Début mai, à peu de jours du déconfinement, quelques mots écrits à la main sur un minuscule bout de papier : «  A tous les amis de Michel, je suis au regret de vous  annoncer qu’il a passé l’arme à gauche pour le meilleur et pour le pire... »

Cette discrète épitaphe était collée au beau milieu du rideau de fer de sa librairie, 21 rue Davy.

Un rideau de fer  qui désormais  ne se relèvera plus.

C’est une voisine et amie du XXe arrondissement où il vivait qui était venue prévenir le quartier.

Front dégarni, cheveux blancs tirés en arrière et ramassés  en catogan sur la nuque par un petit élastique, barbe à la Tolstoï, lunettes en pince – nez,  joues creusées comme ces rochers sauvages usés par les marées, teint aussi pâle que sa physionomie était bonhomme,  dos légèrement  voûté, gilet et pantalon noirs, chemise rouge, veste de velours à grosses côtes… il avait cette démarche des gens qui ont le temps.

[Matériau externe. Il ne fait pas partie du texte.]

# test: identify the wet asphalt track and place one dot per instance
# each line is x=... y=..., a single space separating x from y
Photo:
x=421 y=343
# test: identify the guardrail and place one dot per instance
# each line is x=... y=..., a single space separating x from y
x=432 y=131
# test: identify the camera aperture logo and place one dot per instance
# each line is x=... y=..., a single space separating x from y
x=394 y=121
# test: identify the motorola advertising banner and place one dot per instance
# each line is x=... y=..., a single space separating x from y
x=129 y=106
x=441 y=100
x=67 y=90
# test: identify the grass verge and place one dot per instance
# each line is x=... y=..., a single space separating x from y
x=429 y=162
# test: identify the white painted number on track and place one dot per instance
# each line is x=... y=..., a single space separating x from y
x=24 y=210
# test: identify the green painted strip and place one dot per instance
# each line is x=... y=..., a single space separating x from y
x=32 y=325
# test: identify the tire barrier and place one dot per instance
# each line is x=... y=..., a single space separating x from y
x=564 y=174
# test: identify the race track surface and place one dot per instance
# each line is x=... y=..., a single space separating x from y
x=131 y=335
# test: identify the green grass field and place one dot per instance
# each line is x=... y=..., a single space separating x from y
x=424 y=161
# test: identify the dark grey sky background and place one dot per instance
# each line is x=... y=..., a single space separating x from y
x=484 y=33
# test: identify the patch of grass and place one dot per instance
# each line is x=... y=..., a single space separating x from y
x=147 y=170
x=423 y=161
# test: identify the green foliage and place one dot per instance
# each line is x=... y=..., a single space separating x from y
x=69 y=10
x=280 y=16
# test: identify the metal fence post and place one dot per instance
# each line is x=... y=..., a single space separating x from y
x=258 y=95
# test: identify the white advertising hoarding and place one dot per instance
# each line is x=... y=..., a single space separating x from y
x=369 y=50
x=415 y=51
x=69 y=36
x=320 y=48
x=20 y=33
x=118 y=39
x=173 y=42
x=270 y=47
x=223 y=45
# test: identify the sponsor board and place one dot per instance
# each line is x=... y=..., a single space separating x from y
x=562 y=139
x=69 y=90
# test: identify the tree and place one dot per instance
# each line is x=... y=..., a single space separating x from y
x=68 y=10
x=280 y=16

Cette silhouette familière de la rue Davy était celle DU bouquiniste de notre rue depuis bientôt vingt ans.

Un bouquiniste spécialisé  dans le voyage. Un bouquiniste, un vrai, un pur.

Chez lui, pas de bibliophilie haut de gamme, pas de reliures à cinq nerfs, pas de dorures sur tranches,   pas d’incunables sous cloche qu’il faut toucher avec les yeux. Dans sa boutique minuscule, ça sentait bon le bouquin d’occasion, le broché, le poche, les voyages et les rêves, le livre que l’on cherche depuis des années et dont on aperçoit soudain le titre sur un dos insolé, mais aussi  celui que l’on ne connaît pas et que l’on découvre par hasard en se disant «  Tiens, ça, ça doit être bien ».

Dans sa boutique ça sentait bon la poussière, la poussière de livres, celle qui picote le nez et fait tousser un peu, l’odeur du vieux papier, celle des remises, des caves et des greniers. On y devinait le bruit des pages tournées  par des milliers de doigts, les pages de ces  livres parfois fatigués d’être passés de main en main.

A  des années-lumières des ordinateurs et d’Internet, lorsqu’on avait fait bonne pioche sur une des étagères, il filait au fond de la pièce pour noter les références et le prix de l’ouvrage sur un cahier d’écolier qui lui tenait lieu de comptabilité.

En hiver, dans le froid de la boutique, il y écrivait parfois avec des mitaines.

Il manquera une silhouette, il manquera un symbole, il manquera  un ami au prochain marché du livre.

En plein confinement et sans autorisation, il a eu le culot de quitter la rue Davy et son quartier du XXe.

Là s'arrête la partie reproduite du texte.